Hiro didn’t say anything. He just kept breathing, kept feeling Kai’s pulse. He was everywhere: the heat of him, his size, his chin brushing Kai’s hair. It was like Kai was being swaddled in a Hiro blanket. His inhalations and exhalations were deep and steady. Kai tried to follow them, slowing his own shallow gasps.
If Hiro let go, Kai was going to break. He wasn’t sure how, only that it was true. He couldn’t shake the feeling the dream had given him—and it was such a stupid dream. He was pretty sure half the people in the train car weren’t even real-life Asadas, just made-up faces conjured by his subconscious. But when he’d been sleeping, it all felt so intense, and he’d brought that intensity into the daylight hours.
“Shh, Kai. You’re okay,” Hiro whispered.
Kai nodded stiffly. His breathing was deeper. Not quite matching Hiro’s, but no longer its opposite.

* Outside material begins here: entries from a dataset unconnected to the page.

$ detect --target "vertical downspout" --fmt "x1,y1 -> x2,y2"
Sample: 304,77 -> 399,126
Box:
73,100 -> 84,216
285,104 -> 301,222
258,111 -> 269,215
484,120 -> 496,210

He wasn’t sure how long they stood there. Just that by the time his breaths slowed to Hiro’s pace, he could no longer remember when breathing had seemed like such a struggle. He never could, once the feeling passed.
Hiro moved his hands up to Kai’s shoulders. Kai didn’t move, like none of this would be awkward as long as he didn’t turn around and look at Hiro’s face. Hiro squeezed him, a good, long hug that warmed his insides like steaming tea, and let him go.
As soon as he was released, Kai said, “We never speak of that.”
“Too late,” Hiro said. “Already tweeted about it. Everyone knows.”
Kai chuckled, the strange spell between them broken, and punched Hiro in the arm. He headed toward the bathroom, the sounds of Hiro’s laughter erupting behind him.